The good news that the child is unharmed and now other parents know to double their kids candy.
This got me thinking to how often kids candy is poisoned or tampered with each year at Halloween and this is what I found.
According to the Good News Network, Joel Best, a professor of Sociology and Criminal Justice at the University of Delaware who’s been studying the urban legends of candy laced with poisons, drugs, or sharp objects since 1985 stated that he
has never found a single case where a stranger handed out candy that had been tampered with.
Another news source, Fact Checker claims that...

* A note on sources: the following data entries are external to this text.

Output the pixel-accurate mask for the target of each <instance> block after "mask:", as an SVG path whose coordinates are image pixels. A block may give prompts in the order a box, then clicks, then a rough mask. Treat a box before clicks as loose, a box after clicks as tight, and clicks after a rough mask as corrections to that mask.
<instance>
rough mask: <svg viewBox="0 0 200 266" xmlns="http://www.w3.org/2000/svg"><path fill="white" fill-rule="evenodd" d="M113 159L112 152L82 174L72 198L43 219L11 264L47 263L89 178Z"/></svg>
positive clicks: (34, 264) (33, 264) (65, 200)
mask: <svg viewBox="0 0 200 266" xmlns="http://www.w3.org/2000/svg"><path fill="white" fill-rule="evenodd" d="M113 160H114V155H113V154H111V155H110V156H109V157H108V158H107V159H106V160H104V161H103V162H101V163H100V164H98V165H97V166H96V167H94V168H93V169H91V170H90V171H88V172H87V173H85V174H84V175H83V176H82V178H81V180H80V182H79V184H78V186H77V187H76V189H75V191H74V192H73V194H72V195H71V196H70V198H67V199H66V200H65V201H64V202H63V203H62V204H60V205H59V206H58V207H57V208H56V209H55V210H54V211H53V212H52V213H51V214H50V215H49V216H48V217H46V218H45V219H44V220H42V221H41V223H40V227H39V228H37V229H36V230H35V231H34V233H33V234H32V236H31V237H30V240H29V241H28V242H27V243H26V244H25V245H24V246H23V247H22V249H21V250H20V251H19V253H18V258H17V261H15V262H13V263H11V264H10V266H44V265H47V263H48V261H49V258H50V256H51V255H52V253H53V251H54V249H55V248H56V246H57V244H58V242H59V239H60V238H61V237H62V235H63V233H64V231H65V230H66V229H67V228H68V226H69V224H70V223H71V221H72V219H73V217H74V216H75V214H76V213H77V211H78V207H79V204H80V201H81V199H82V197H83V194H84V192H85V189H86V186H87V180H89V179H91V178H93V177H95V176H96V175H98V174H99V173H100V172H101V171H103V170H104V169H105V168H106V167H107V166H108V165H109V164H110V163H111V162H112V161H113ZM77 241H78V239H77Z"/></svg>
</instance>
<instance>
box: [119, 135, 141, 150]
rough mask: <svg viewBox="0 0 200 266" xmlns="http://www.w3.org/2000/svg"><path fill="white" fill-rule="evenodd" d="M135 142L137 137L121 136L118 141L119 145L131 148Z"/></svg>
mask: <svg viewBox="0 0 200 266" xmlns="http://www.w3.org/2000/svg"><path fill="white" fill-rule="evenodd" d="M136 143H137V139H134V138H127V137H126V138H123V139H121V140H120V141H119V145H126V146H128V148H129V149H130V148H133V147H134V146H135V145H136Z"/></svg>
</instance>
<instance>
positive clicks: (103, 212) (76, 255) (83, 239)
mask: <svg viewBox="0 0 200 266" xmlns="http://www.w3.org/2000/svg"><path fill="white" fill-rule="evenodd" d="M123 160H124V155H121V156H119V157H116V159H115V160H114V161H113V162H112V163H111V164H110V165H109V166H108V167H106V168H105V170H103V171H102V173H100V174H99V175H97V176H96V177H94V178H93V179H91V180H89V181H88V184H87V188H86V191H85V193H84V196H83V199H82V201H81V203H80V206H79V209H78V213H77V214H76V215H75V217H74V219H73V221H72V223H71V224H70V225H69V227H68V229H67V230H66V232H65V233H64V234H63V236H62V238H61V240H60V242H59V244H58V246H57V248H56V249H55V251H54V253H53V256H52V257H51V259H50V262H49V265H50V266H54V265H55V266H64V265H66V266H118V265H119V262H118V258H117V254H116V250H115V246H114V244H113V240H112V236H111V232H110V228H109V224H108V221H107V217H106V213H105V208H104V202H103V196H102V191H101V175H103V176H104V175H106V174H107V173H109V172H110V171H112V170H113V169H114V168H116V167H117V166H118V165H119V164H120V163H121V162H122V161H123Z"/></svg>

Nearly all such cases turn out to be nothing: they’re pranks played by children on their parents, siblings, or friends; they’re false reports generated by attention-seeking children and adults; they involve material that accidentally, rather than deliberately, ends up in children’s goodie bags; or they’re examples of coincidence mistaken for causation (e.g., a person eats a piece of candy and shortly afterwards feels ill, then erroneously attributes the illness to tainted Halloween candy). But often no follow-ups are done on such news stories after the initial, unconfirmed reports, leaving the public with the impression that all of them involved genuine cases of tainted candy being distributed to trick-or-treaters.
That is positive news, but what I find interesting, is that when I did google search for tainted Halloween candy, check out a few of the other articles I found besides of Michigan case...
CBS news reported...Police in the Massachusetts town of Marshfield are advising local residents to throw Twizzlers away after two packages were found to contain sewing needles.
KIRO 7 reported...Police in Omark, Washington are investigating two separate reports of straight pins found in boxes of Nerds Candy. The pins tips were the same color as the candy.
FOX 40 NEWS reported that...Police say one family in the Burchell Hill neighborhood of Oakdale (CA) found metal objects inside of five pieces of their kid's trick-or-treating candy. Police have ruled out a manufacturing error, saying they are confident someone must have put the metal objects inside the candy on purpose.
That is 4 cases this Halloween...we may never know why someone would do that or if it just an urban myth moving forward. In any case, I would check the candy twice.